Book Event

Fountain Bookstore hosted a historical fiction panel that I was able to listen to with Chanel Cleeton, author of House on Biscayne Bay; Denny S Bryce, author of The Trial of Mrs. Rhinelander; and Eliza Knight, author of Starring Adele Astaire.

This was such a cool panel to listen to, especially when it came to the authors discussing their research. Denny S Bryce said that history guides historical fiction writers into their stories and went onto explain how sometimes they find characters in history that people didn’t even know existed, like a brother or a sister of a famous person. They all also expressed exciting forms of research that one may not think about when it comes to researching the past, like diving into the songs and movies of the historical characters they are working to voice in their books. Bryce talked about how she really enjoyed listening to one of her character’s albums, especially the live versions, to learn the character’s personality by how they interacted with their audience. She also talked about how she and Knight were out one day and came across a few stories about Marilyn Monroe and then found a picture of Monroe with a friend, which made them both want to work together to write a story about the picture they had seen. That story is called Can’t We Be Friends.
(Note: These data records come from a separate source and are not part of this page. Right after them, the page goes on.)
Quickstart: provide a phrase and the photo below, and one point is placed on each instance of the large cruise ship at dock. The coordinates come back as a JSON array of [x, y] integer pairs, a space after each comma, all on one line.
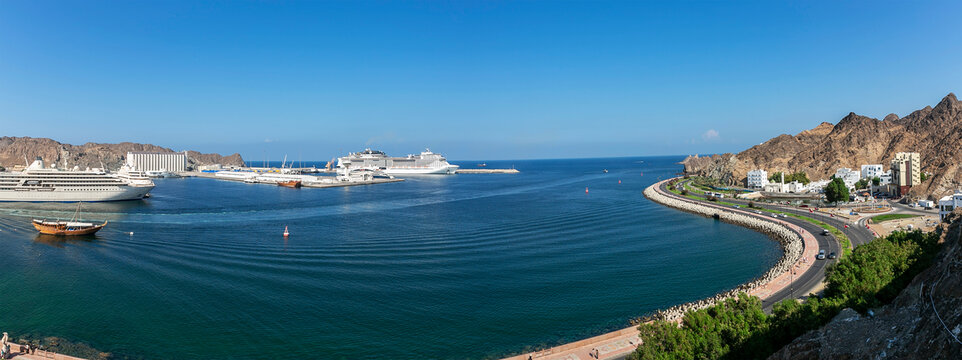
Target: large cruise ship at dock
[[425, 163], [38, 183]]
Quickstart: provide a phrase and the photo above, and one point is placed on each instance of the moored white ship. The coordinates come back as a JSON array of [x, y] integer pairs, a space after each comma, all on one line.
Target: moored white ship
[[425, 163], [37, 183]]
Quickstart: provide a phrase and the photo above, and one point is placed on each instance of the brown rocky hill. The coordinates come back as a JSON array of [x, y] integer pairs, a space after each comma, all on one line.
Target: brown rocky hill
[[923, 322], [13, 151], [935, 133]]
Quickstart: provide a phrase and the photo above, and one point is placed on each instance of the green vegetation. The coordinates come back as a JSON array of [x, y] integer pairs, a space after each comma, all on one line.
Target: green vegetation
[[836, 191], [738, 329], [799, 176], [888, 217], [62, 346]]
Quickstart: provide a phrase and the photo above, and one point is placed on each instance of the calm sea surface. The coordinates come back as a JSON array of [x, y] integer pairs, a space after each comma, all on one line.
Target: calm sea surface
[[464, 266]]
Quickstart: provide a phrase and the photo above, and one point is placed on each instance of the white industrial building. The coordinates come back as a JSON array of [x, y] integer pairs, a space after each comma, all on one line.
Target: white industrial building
[[757, 179], [158, 161], [848, 176], [871, 171], [949, 203]]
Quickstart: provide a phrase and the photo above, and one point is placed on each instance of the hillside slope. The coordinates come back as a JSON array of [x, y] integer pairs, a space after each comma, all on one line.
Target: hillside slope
[[935, 133], [924, 321], [13, 150]]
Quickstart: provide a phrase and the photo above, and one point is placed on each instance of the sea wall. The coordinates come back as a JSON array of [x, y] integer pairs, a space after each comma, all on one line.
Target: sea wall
[[791, 242]]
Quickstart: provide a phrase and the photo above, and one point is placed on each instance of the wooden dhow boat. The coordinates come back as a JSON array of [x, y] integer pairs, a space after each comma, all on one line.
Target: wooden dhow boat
[[292, 183], [67, 228]]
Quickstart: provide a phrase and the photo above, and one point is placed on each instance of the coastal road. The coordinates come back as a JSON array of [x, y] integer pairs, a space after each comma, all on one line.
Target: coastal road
[[805, 281], [858, 235]]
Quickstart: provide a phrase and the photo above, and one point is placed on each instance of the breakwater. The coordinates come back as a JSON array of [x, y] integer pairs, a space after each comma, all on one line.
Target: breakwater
[[791, 242], [487, 171]]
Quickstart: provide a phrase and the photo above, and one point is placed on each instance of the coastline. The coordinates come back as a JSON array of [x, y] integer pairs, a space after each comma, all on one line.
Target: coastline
[[798, 245]]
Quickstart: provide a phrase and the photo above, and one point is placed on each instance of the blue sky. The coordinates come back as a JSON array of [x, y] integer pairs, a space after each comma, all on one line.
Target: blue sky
[[470, 79]]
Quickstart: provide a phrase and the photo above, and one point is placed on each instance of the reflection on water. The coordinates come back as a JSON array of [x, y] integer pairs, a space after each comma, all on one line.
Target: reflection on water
[[59, 241], [59, 210]]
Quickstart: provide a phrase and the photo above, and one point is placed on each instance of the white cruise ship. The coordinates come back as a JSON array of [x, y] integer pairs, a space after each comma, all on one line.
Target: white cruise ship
[[425, 163], [37, 183]]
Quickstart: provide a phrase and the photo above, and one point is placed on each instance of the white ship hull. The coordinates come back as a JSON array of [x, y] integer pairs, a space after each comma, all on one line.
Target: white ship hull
[[426, 163], [118, 193], [448, 170]]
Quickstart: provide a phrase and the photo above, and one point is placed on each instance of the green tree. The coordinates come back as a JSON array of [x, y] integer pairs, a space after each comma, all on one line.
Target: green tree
[[836, 191], [800, 177]]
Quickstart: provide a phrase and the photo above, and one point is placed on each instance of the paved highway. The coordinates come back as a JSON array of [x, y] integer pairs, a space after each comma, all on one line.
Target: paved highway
[[806, 281]]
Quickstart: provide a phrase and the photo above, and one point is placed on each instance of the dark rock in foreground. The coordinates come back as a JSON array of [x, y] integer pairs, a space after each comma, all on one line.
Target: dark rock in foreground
[[924, 321]]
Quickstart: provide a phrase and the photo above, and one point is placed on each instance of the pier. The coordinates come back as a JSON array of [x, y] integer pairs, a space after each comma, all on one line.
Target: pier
[[487, 171]]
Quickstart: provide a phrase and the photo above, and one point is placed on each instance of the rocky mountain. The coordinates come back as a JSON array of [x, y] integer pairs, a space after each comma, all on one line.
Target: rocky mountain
[[935, 133], [924, 321], [13, 151]]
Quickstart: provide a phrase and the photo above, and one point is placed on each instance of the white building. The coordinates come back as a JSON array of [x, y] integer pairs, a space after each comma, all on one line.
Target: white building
[[885, 178], [906, 168], [849, 176], [871, 171], [158, 161], [757, 179], [817, 186], [949, 203]]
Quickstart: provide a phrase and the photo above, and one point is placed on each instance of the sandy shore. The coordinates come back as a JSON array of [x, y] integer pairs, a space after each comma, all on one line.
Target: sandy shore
[[799, 255]]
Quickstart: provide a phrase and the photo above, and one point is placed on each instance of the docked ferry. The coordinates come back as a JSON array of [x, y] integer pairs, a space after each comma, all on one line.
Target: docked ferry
[[425, 163], [38, 183]]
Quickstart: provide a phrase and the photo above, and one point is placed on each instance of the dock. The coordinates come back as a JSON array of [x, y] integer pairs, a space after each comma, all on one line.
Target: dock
[[350, 183], [325, 182], [487, 171]]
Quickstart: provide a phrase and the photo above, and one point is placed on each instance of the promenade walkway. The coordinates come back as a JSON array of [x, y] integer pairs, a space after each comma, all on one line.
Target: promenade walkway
[[37, 355], [618, 344]]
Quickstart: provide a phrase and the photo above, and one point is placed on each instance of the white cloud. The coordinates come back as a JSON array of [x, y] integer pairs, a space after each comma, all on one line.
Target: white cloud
[[710, 135]]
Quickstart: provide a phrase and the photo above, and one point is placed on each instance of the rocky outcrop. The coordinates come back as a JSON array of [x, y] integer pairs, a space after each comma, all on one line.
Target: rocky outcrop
[[14, 151], [791, 242], [935, 133], [923, 322]]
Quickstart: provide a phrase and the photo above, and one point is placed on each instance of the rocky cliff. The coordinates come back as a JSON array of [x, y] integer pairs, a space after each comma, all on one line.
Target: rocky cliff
[[13, 150], [935, 133], [924, 321]]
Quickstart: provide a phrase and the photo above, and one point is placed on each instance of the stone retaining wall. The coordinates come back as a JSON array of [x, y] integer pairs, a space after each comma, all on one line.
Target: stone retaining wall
[[791, 242]]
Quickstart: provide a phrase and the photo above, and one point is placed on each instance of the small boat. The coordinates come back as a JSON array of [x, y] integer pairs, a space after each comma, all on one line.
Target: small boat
[[67, 228], [291, 184]]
On the topic of Marilyn Monroe, Knight watched all of Monroe’s movies for research. She said through doing that, she could see when Monroe’s acting began to change once she got more training and then again when she started getting into drugs. She was also able to see and understand how one of the films she did for her husband hurt her because she had to relive hurtful past events while being a method actress.

Cleeton talked about her upcoming book House on the Biscayne Bay, a dual-timeline book in which the past and present intersect in a gothic house, and how she had to do research for both of the time periods it is set in. She also explained how hard it is for a historical fiction author not to use modern phrases because the brain sometimes automatically inputs them.

A cute and exciting thing that Knight said she learned through research, which she tied into one of her books, was that Queen Elizabeth had a Keeper of the Queen’s Corgis. Because Knight is obsessed with dogs, she dove into writing a story about the queen, the Keeper of the Corgis, and the Corgi herself from the Corgi’s point of view. That book is called The Queen’s Faithful Companion and will be out this year.

It was also very cool to hear how Denny S Bryce had worked toward being a full-time writer, which is her fourth career, and that she loves it. She said that even though it has its bad days sometimes, it is a life she has always wanted. She used to be a professional dancer and through her other careers she wrote fan fiction to relax, now writing her own stories is what she spends most of her time doing.

Thank you, Fountain Books, for organizing this cute and insightful event.